On Radio 5 Live’s Breakfast Show Charmaine Hardy, wife of 69-year-old George who was diagnosed with a rare form of dementia called Primary Progressive Aphasia a decade ago, spoke eloquently about how it had affected both their lives.  She stressed that George’s memory was still perfect, which may come as a surprise to anyone who thinks that dementia is all about forgetfulness.  But her husband cannot speak or understand what is said to him.  He has lost his sequencing and problem solving skills, so cannot clean his teeth, feed, wash or dress himself and were he to come across a gate, he wouldn’t know what to do.

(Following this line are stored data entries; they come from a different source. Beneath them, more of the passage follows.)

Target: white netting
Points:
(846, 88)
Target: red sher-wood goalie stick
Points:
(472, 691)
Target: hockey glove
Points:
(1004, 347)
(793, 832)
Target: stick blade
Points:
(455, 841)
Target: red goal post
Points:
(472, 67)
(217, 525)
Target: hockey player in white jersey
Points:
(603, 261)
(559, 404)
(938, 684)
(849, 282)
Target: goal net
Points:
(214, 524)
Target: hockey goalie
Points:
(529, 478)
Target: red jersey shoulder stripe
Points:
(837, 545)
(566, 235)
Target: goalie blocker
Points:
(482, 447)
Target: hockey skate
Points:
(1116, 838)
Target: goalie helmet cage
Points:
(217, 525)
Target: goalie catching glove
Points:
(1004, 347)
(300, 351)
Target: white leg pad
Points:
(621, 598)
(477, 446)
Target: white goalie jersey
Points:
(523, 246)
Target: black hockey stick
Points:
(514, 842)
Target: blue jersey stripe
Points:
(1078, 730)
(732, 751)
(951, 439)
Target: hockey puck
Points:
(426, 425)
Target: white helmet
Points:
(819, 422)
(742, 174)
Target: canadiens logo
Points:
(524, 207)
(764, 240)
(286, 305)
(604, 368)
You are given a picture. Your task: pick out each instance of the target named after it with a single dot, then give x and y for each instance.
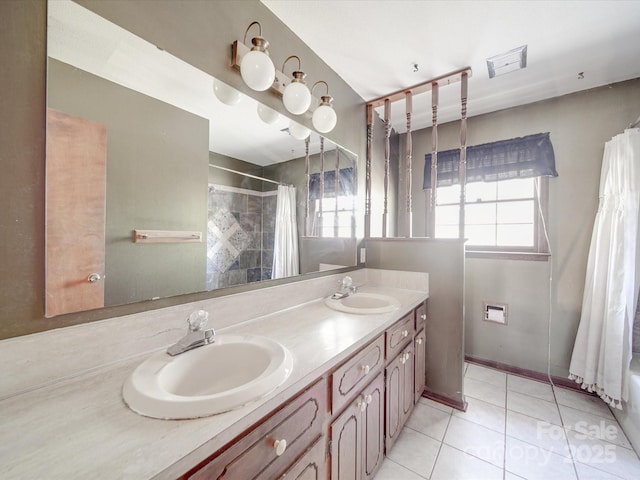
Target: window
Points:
(336, 218)
(499, 216)
(333, 216)
(506, 195)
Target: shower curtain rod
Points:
(246, 174)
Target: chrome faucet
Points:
(346, 288)
(196, 337)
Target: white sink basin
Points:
(364, 303)
(230, 372)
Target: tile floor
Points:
(514, 428)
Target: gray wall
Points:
(156, 180)
(22, 154)
(199, 32)
(444, 261)
(579, 124)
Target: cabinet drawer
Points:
(312, 465)
(421, 315)
(349, 379)
(255, 456)
(399, 335)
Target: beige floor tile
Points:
(534, 463)
(593, 426)
(582, 401)
(415, 451)
(390, 470)
(537, 432)
(476, 440)
(429, 421)
(484, 413)
(487, 375)
(453, 464)
(485, 391)
(439, 406)
(604, 456)
(585, 472)
(533, 407)
(530, 387)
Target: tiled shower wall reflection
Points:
(240, 234)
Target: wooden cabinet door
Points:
(421, 315)
(420, 346)
(355, 373)
(75, 214)
(407, 362)
(373, 428)
(400, 334)
(399, 394)
(393, 395)
(312, 465)
(346, 444)
(256, 456)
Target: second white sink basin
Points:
(364, 303)
(232, 371)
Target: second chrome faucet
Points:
(197, 335)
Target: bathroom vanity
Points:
(354, 378)
(371, 393)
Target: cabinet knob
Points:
(94, 277)
(280, 446)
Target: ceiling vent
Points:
(510, 61)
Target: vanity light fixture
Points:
(296, 96)
(324, 117)
(256, 68)
(267, 115)
(226, 94)
(297, 131)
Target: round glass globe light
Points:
(226, 94)
(324, 118)
(296, 98)
(297, 131)
(267, 115)
(257, 70)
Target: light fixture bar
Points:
(444, 80)
(239, 50)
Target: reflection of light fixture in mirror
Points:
(267, 115)
(324, 117)
(297, 131)
(296, 96)
(226, 94)
(256, 68)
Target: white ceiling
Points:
(374, 44)
(81, 38)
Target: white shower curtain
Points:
(602, 349)
(285, 248)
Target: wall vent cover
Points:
(507, 62)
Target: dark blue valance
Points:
(530, 156)
(345, 183)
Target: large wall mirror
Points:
(184, 185)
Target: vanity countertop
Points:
(79, 427)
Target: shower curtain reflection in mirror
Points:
(335, 215)
(286, 261)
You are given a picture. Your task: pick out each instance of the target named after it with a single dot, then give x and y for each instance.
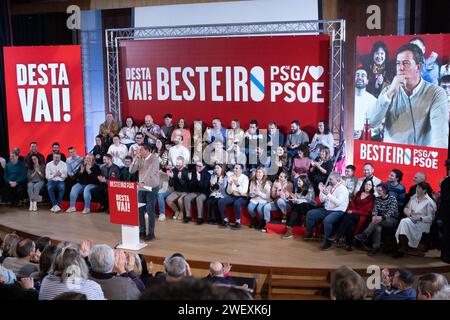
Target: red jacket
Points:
(362, 207)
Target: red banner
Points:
(44, 97)
(279, 78)
(123, 205)
(407, 127)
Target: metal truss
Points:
(334, 28)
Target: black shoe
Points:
(326, 245)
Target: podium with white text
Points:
(124, 210)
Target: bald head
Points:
(216, 269)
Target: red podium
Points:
(123, 208)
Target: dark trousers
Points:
(13, 195)
(347, 227)
(149, 198)
(212, 209)
(299, 211)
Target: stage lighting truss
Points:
(334, 28)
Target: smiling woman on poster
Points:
(415, 111)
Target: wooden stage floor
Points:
(245, 247)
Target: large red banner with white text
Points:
(280, 78)
(406, 128)
(44, 97)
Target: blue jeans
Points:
(56, 186)
(149, 198)
(329, 219)
(259, 207)
(162, 201)
(77, 189)
(238, 203)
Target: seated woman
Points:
(300, 164)
(259, 193)
(303, 201)
(281, 193)
(86, 181)
(320, 169)
(128, 132)
(419, 212)
(360, 207)
(218, 185)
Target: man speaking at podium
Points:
(147, 163)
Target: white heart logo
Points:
(316, 72)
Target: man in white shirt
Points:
(56, 173)
(179, 150)
(237, 191)
(335, 197)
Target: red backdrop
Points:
(44, 97)
(408, 158)
(305, 60)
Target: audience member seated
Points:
(320, 169)
(350, 181)
(335, 199)
(127, 133)
(302, 201)
(69, 272)
(118, 151)
(178, 150)
(109, 129)
(420, 212)
(15, 180)
(86, 180)
(360, 207)
(346, 284)
(150, 131)
(55, 150)
(35, 180)
(182, 130)
(218, 185)
(107, 172)
(178, 179)
(295, 139)
(99, 150)
(368, 175)
(34, 152)
(300, 164)
(280, 194)
(322, 138)
(217, 273)
(111, 270)
(259, 194)
(125, 174)
(384, 215)
(429, 284)
(237, 191)
(56, 173)
(22, 265)
(398, 287)
(198, 186)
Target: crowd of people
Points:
(256, 169)
(42, 270)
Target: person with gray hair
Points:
(110, 271)
(335, 197)
(69, 272)
(429, 285)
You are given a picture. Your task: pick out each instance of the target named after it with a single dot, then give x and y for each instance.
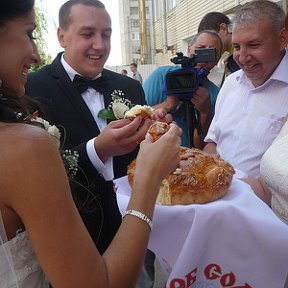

George, she told listeners (2.2m tune into the Breakfast Show each week), had been a top scientist.  Now Charmaine cannot turn her back on him for a minute for fear of what might happen.  When presenter Nicky Campbell asked her how it was for her, she paused and we could hear her intake of breath.  “It’s not easy, but I do my best for him”.  How much emotion was contained in those few words.  And, importantly, how much knowledge of this rare, less spoken of dementia, did this thoughtful, caring woman impart to the rest of us.

In an echo of the devastating condition itself – whereby a single diagnosis has an overwhelming impact, on not just one individual but an entire family – when a celebrity and his or her loved ones decide to go public with a dementia diagnosis, the benefits ripple outwards, causing a cumulative, positive effect.

It is all part of the soft power of culture.  Slowly but surely as more and more of those in the spotlight choose to speak out – think of author Terry Pratchett, actress Prunella Scales (who, together with her husband Timothy West, has featured in seven television series about the couple’s canal boat trips following her diagnosis), Sir Jackie Stewart and his wife Helen – the public’s knowledge and awareness of dementia grows, silence gives way to understanding, fear subsides, stigma fades.

The famous have a platform and unrivalled power to use their well-trained voices.  But dementia – as anyone who has it or whose loved ones have it, knows only too well – is also very personal, involving complex, competing emotions.  It takes a brave spirit to talk out.

Fifty-five-year-old Scott Mitchell expressed this in the Times when he explained that, though his wife was aware that he was making her diagnosis public, Barbara may forget she gave him her blessing to do so.  In which case, he said, “I’ll just have to deal with that”.  Along with everything else – the frustration, grief, anger, bewilderment, exhaustion and guilt – which, you and I know only too well, he is going through right now.